When building or optimizing your website, it’s important to keep a clear organization of your pages. You would prefer to organize your pages in directories rather than putting all of them under the root folder of your site. That will first allow you to keep your files well organized and easy to find when you’ll need to make changes and also, having files put in directories that contain keywords will increase the relevance of your urls. However it’s not recommended to have deep subdirectories, it will make your files hard to find and crawled less often if not linked properly.

On page optimization:

Keywords at the beginning of the title tag are given the most weight. By leading with keywords carefully chosen for specific Web pages, you can make each site page more relevant for keywords and keyword phrases used in popular Web searches.”

I agree, the more targeted, the better. For less-competitive keywords, the use of a short and targeted title tag can make a huge difference.

Then, about H1 tags often ignored by webmasters who think that they are “too big”:

Some Web developers believe H1 tags are unsightly on the page — large, bold text that distracts from the overall site design. This needn’t be the case. The H1 tag’s font, size, color, and surrounding white space can all be defined using style sheets to complete the site design.”

With CSS, it’s indeed very easy to resize your H1 if you think it looks too big. Personally, I always resize them with a size of about 20px. You shouldn’t bypass the use of H1 just because you think it’s tedious to use CSS.


Next, you must ensure each optimized page’s body copy is adequately long and keyword rich. If at all possible, incorporate at least 250 to 300 words on each page so the search engines have enough content to determine the page’s theme.

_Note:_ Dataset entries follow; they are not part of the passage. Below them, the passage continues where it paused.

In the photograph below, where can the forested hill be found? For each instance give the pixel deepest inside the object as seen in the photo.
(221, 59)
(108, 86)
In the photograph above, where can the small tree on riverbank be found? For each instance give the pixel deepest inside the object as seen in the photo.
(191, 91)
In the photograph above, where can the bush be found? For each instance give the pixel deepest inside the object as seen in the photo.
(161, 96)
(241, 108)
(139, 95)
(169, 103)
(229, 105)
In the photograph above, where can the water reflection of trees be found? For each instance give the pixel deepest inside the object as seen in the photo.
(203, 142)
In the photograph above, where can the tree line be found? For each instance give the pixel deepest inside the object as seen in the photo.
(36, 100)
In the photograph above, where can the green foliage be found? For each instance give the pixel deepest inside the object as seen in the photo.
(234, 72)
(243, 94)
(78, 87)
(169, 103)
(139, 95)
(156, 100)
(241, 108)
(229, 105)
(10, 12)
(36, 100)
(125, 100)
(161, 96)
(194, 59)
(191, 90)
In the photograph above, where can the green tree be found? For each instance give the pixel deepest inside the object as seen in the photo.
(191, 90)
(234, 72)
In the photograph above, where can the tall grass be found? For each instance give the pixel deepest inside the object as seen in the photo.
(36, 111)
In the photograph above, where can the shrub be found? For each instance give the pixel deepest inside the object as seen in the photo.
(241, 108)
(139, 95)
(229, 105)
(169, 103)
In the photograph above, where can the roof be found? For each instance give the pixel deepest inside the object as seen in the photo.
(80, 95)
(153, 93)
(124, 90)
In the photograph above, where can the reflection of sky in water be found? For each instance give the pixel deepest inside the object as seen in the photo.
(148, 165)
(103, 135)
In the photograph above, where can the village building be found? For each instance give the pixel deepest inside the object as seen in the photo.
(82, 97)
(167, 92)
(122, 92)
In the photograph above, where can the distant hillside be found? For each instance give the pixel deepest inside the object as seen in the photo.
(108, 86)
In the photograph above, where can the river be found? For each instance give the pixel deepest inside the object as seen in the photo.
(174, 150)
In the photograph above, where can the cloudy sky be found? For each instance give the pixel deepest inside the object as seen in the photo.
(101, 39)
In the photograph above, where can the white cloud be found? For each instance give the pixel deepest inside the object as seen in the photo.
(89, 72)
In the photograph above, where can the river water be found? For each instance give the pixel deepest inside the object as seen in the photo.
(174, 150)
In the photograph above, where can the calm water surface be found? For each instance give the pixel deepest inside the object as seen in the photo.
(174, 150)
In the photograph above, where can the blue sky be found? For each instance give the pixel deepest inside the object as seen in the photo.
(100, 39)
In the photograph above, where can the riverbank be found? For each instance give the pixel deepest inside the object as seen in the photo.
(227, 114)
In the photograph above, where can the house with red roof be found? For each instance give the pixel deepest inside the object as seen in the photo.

Include relevant keywords, particularly near the top of the page, as search engines weigh these words more heavily. Optimal keyword density is a highly debated topic. Generally speaking, 5 to 8 percent keyword density in body copy is ideal. But be careful not to go overboard, or your copy won’t read well. Body copy must be useful to visitors if it’s to be relevant to search engines.”

The reason why you should include your keywords on the top is that search engines give more importance to them but also from the users’ point of view, you want them to read relevant content as soon as they land your page and don’t want them to scroll down your page to know what your site is about.

It’s also important hypertext links pointing to various site pages include your targeted keywords and keyword phrases as assigned to specific Web pages. Most major search engines still weigh link anchor text as highly relevant to the page being linked to. It’s best to keep text links relatively succinct; the longer the link text, the more diluted the theme.”

Try to link to your most important pages from the home page using relevant and short anchor texts, and try to use the same anchor text as link titles on these pages.